Les Baumettes interdites, reportage dans le couloir de la mort
Slate vient de publier un reportage de Guillaume Origoni et Raphaël Rubio :
Il est 13h15 devant l’ancienne prison des Baumettes. Le ciel est très clair. Je devise avec mon ami, le photographe Guillaume Origoni. Mes mains tremblent un peu. J’avale plusieurs bonbons à la menthe. Pour la première fois, une équipe de journalistes s’apprête à pénétrer au cœur du quartier interdit du Centre pénitentiaire de Marseille, un endroit inaccessible. Et pour cause: là, se trouvaient le couloir de la mort, la chambre des greffes, la cour d’exécution et la cellule où le condamné vivait ses dernières heures. L’ombre du dernier guillotiné de France le 10 septembre 1977, Hamida Djandoubi, plane encore derrière les grandes grilles. Je songe à Christian Ranucci, 22 ans et probablement innocent. Je repense alors au film de José Giovanni «Deux hommes dans la ville». La bande originale composée par Philippe Sarde me hante obstinément. Et pourtant. En ces lieux, au cœur de ces sous-sols grisâtres, il ne fut jamais question de cinéma. Ici, la République française a mis à mort des êtres humains.

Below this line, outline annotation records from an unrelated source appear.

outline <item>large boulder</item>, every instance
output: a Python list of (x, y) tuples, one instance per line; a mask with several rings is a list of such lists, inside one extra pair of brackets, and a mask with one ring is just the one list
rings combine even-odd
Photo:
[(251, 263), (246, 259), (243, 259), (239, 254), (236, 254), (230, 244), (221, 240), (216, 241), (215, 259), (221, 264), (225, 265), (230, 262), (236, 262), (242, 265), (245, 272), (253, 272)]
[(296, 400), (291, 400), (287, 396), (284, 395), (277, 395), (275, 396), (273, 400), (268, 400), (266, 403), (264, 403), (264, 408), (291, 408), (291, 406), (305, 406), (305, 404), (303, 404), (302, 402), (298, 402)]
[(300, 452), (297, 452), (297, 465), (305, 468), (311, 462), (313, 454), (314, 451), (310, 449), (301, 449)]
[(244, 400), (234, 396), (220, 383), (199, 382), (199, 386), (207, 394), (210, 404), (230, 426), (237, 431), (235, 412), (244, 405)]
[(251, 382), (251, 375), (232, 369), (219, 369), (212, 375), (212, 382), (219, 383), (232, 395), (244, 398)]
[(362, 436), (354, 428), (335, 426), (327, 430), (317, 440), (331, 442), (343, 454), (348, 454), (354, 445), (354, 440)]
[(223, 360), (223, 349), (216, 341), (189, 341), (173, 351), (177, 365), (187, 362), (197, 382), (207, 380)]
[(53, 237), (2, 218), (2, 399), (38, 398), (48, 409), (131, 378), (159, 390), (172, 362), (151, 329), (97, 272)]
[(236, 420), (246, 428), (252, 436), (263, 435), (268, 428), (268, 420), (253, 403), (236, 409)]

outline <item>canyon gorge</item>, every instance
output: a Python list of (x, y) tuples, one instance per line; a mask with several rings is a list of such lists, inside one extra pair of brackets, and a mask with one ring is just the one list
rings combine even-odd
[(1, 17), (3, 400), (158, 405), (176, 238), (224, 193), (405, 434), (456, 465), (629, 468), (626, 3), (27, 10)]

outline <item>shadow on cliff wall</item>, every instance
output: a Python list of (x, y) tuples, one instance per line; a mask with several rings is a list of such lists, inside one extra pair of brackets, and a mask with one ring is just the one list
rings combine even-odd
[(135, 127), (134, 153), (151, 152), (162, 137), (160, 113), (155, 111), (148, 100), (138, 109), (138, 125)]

La prison des Baumettes fut bâtie selon les plans de l’architecte Gaston Castel. Depuis 1938, son mur d’enceinte est orné de sept statues, œuvres d’Antoine Sartorio. Sept statues qui représentent respectivement chacun des sept péchés capitaux. Sur cette image, la gourmandise écrase l’individu et invite le citoyen à une vie de tempérance. Le détournement des valeurs religieuses est caractéristique de l’ambition morale de la IIIe République: le crime est le fruit d’une vie soi-disant déréglée. Les déviants, les marginaux, et autres inadaptés sont destinés à être retranchés de la société. La République impose un style de vie où travail et honnêteté demeurent des vertus cardinales. Elle souhaite façonner l’homme, quitte à le punir et à l’humilier.